I keep feeling that using sklearn's built in random forest classifier or using xgboost in python is kind of cheating. I am only preparing the data, cleaning it to get the right formats, maybe do some feature engineering og initial plottings and statistical analysis. The problem is that when all that is done, we simply feed the data to this pre-made algorithm and it does everything behind the scene, and just spits out predictions. I feel that i am not doing anything, and not using all the knowledge i have learned in the data exploration analysis. Neither am i using any of the patterns that i found in the data. Still i hear from big companies that they use xgboost and sklearn - and I can see it actively being used in Kaggle competitions.

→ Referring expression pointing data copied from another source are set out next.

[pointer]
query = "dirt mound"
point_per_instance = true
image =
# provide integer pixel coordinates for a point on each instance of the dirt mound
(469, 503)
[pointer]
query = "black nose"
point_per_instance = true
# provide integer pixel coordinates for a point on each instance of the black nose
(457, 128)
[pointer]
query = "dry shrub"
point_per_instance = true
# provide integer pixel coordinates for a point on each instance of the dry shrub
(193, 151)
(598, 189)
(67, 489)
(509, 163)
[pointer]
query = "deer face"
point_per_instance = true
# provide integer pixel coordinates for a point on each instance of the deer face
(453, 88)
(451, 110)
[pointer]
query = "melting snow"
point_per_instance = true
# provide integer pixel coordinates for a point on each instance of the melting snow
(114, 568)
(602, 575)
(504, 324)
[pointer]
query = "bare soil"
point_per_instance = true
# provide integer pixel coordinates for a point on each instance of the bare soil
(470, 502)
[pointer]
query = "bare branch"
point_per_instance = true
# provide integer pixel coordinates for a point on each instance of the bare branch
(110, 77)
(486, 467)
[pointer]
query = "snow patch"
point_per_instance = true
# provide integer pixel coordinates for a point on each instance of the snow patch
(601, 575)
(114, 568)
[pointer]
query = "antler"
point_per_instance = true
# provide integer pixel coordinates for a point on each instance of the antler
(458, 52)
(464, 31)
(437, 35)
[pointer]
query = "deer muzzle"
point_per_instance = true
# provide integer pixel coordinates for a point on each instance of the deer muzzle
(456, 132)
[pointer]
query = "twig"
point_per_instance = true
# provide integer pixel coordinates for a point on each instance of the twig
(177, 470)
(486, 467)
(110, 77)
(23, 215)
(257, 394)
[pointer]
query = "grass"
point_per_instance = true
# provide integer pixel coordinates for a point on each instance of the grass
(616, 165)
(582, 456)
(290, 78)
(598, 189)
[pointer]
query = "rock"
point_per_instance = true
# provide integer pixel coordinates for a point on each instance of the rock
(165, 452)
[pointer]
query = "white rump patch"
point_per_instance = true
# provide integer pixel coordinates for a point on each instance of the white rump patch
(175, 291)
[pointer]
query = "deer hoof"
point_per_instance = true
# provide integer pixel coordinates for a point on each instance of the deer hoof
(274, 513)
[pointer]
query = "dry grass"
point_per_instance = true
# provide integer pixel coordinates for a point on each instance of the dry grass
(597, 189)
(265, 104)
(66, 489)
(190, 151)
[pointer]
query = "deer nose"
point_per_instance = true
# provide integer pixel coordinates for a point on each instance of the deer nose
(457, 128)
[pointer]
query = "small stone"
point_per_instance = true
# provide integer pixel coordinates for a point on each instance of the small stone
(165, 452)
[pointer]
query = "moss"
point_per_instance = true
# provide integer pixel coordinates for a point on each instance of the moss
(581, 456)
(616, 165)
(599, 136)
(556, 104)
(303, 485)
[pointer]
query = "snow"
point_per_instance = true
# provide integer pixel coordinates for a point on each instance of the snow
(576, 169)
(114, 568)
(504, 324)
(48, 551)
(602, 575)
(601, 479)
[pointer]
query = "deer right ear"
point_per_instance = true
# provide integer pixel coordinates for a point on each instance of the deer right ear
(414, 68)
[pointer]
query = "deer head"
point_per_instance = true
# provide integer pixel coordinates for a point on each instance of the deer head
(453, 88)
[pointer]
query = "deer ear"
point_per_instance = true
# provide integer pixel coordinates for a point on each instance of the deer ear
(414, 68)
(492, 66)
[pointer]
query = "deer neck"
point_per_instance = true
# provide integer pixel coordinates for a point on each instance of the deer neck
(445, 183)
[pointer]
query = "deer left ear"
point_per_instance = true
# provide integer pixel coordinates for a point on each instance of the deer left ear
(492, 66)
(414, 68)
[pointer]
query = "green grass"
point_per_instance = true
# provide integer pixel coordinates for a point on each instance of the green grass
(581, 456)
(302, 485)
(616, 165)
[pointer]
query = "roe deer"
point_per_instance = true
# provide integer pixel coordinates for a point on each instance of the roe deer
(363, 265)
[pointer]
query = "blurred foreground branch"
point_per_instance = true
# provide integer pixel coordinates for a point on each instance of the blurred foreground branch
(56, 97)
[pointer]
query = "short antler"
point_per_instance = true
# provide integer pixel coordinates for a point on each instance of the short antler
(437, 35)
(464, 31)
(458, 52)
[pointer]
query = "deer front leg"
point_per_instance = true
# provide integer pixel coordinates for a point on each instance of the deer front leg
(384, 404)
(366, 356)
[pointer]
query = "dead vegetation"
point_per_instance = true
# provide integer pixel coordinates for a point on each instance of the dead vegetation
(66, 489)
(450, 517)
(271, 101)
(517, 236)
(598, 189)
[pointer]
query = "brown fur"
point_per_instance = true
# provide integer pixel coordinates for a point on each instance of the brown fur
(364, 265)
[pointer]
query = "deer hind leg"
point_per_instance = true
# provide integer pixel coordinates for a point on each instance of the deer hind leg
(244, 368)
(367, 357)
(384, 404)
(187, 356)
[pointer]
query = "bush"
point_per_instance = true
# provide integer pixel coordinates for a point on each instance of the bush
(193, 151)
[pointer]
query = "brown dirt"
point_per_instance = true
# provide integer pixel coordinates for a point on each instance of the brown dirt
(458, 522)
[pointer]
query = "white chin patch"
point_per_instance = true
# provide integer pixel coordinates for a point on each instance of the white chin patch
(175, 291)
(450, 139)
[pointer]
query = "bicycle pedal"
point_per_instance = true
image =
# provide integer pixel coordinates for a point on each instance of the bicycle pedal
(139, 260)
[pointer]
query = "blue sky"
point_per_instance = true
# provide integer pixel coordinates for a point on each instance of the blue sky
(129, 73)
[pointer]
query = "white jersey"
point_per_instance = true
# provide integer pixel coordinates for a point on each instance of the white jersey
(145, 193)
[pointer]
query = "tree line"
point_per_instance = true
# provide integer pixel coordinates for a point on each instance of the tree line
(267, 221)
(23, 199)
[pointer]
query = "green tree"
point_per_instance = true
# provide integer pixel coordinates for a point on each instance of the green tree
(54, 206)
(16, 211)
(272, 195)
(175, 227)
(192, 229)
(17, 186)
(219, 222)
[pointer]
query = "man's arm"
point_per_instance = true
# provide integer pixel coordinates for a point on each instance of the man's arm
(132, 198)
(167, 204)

Almost every website i find only provides examples using these built in libraries, and do not go through any deeper math or statistics at all. I really enjoy working with machine learning - but i have this strong feeling that im completely missing the "professional" approach of doing things. I know there is a lot of books on theoretical machine learning - but still almost everyone online seems to just use pre-made algorithms. I have been struggling with this understanding for about a year now. The validity of these pre-made algorithms in serious industrial/business/academic use is still not clear to me.
EDIT: To be more specific. My question is: How are these libraries/tools viewed in professional/industrial/academical context in comparison to actually building a model yourself. Are they just a "quick and easy" alternative way to start learning machine learning and data mining for students and amateurs, or are they in fact more powerful (than i at least know) and should not be seen as an alternative, but a viable solution for professionals?
The motivation for my single question above, can be ellaborated by explaining the questions i ask myself. The very questions that began this confusion for me. Is it cheating to use these models? In which situations would you use a pre-built library, and when to avoid it? How do i merge (or use) the knowledge gained from the scientific data analysis i did before modelling, and these pre-built classifiers.